Deal-a-Day CSV data loading tool

Introduction

First of all, thanks for reading this! Secondly, sorry if I diverged too much from the project plan.

I spend a lot of time working on a very complicated file import flow at my current job, and wanted to take this opportunity to try a bit of a different approach, and hopefully show some cool code in the process.

I did not do strict TDD for this, but made sure to keep up good unit tests at regular intervals. I was really happy about how this led my design to small classes with clear responsibilities.

I've implemented a denormalized schema that uses Github authorization for upload, accepts CSV and TSV files (although I was not succesful with a CSV generated by excel on my mac), and has index views of all the models. I did not implement sign in with email, as it seemed redundant with the GithHub Authorization.

After looking at the example data, I chose a schema with 4 models:

  • Merchant
  • Customer
  • Item
  • Purchase

I decided that even though the data suggested that the items could be sold by different merchants, it seemed more likely that a merchant would have their own deals, so I made the Items unique by name and price per merchant.

A common pitfall in this case would be to either create duplicate data, or execute several lookup queries per row.

To solve this I created an in-memory cache system that holds on to the id's of records it has seen before. This way there is only a single lookup for each distinct record.

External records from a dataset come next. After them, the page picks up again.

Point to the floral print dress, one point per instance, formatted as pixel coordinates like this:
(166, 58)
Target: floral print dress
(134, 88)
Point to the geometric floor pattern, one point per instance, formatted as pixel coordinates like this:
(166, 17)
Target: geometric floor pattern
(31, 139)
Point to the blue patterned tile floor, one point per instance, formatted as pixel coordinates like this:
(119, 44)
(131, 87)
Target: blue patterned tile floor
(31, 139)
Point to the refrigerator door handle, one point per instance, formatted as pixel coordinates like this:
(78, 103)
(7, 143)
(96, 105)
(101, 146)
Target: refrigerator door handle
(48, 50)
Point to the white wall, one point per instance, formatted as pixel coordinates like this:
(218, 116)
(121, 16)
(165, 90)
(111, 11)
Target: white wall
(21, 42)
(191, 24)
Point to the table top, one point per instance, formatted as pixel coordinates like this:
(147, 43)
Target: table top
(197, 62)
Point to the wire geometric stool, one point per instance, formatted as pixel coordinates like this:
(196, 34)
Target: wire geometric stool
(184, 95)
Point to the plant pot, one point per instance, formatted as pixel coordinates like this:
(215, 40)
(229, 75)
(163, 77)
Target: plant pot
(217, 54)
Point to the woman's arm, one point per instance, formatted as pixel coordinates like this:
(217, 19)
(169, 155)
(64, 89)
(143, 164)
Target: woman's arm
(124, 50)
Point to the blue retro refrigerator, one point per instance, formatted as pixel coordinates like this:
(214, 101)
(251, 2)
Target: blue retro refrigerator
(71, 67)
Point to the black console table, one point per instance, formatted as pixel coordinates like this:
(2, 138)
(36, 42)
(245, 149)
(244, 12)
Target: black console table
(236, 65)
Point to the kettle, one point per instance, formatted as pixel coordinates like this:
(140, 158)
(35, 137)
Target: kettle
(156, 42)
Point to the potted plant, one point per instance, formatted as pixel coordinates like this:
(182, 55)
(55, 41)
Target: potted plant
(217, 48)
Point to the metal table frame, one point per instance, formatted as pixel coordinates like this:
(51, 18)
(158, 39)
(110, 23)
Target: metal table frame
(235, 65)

Thank you for your consideration! -- Alex Berry

Limitations:

  • Memory: A lot of temporary objects are created in the process, so GC or total memory use may become an issue with very large files
    • Could chunk the import by some reasonable number of lines
    • Some optization could be done to reduce the number of objects created

Prerequisites

  1. Postgres database
  2. Ruby 2.x

Google OAuth configuration

export GITHUB_KEY=CLIENT_ID
export GITHUB_SECRET=CLIENT_SECRET

Installation instructions

  • Copy this project folder to your local machine
  • From this directory on your machine run the following commands:
bundle install
bundle exec rake db:drop db:create db:migrate db:test:prepare
rails s

The running app should be available at: http://localhost:300/

Running tests

There is a unit test suite for all of the custom code. To run the full suite:

bundle exec rake

individual tests can be run with:

bundle exec rspec spec/path_to_spec/some_spec.rb

Resetting the DB

Because the index views don't have any pagination, importing a very large file may make those pages unusable. To reset your database, run these commands:

rake db:drop db:create db:migrate